In order to promote further Chinese teaching and cultural activities by Confucius Institute deeper into academic study, Confucius Institute at Adam Mickiewicz University has carried out a wide range of academic lectures on Chinese culture.
In order to promote further Chinese teaching and cultural activities by Confucius Institute deeper into academic study, Confucius Institute at Adam Mickiewicz University has carried out a wide range of academic lectures on Chinese culture.
The speaker of the lectures is Prof. Gilles Guiheux from the Faculty of Languages and Cultures of East Asia at Diderot University in Paris, and his theme is “China in Transition”.
At the lecture “Chinese Socialist Heroes: From Workers to Entrepreneurs” held on May 31, 2012, Prof. Gilles Guiheux looked back at the coming back of Chinese private entrepreneurs, rural immigrants in China, and new labor regimes in the service sector, on basis of which the topic of construction of labor market of China was carried on.
At the lecture “Chinese consumption society" held on June 1, 2012, Prof. Gilles Guiheux began the lecture with different “three-major items” in 1950s, 1970s, 1980s, 1990s and 2000s, and then continued with the topic of changes of Nanjing Road in Shanghai, with detailed introduction about the development of commercial economy after the policy of reform and opening to the outside world, as well as topics about construction of Chinese moderate well-off society, promotion of consumption within China and development of Chinese mid-class.

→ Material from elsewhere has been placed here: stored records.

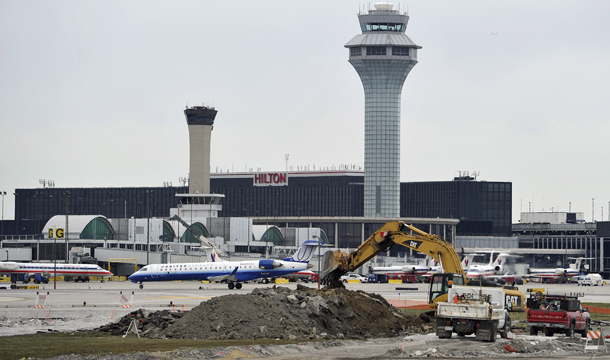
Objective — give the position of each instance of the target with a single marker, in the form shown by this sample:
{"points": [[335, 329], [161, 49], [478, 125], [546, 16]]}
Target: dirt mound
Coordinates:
{"points": [[282, 313]]}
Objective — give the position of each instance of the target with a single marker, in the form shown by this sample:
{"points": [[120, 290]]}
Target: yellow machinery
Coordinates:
{"points": [[337, 263]]}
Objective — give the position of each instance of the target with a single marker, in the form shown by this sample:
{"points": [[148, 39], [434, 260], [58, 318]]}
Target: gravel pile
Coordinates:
{"points": [[280, 313]]}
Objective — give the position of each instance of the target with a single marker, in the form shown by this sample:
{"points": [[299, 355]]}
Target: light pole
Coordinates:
{"points": [[2, 193], [148, 193], [66, 196], [17, 216], [319, 272]]}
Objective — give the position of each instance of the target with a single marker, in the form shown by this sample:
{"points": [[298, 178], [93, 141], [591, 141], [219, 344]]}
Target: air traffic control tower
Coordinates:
{"points": [[199, 204], [200, 120], [383, 55]]}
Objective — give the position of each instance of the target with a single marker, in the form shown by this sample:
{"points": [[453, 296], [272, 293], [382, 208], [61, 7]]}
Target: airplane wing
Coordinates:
{"points": [[230, 277]]}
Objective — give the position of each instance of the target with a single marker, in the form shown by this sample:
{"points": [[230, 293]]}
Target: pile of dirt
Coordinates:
{"points": [[280, 313]]}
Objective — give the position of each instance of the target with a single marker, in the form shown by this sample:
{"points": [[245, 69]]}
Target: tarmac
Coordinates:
{"points": [[79, 300]]}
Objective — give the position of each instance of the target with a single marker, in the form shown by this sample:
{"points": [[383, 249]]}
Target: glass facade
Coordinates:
{"points": [[483, 208]]}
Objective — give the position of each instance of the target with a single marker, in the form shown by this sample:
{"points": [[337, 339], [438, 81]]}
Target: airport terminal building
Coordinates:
{"points": [[483, 208]]}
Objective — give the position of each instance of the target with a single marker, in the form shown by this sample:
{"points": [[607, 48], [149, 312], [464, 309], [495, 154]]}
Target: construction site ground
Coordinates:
{"points": [[334, 324]]}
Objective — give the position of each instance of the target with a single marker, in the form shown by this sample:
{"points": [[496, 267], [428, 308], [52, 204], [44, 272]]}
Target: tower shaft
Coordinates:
{"points": [[200, 120], [383, 55]]}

Prof. Gilles Guiheux provided the lectures invited by Confucius Institute at Adam Mickiewicz University, with the aim at helping Polish friends better and more deeply understand China in the process of modernization.
The lectures were warmly welcomed by students from Department of Sinology of Adam Mickiewicz University, students from Confucius Institute at Adam Mickiewicz University, and some teachers from Adam Mickiewicz University. Each lecture lasted over two hours, with heated interactive quiz between the speaker and the audience at the end of the lectures.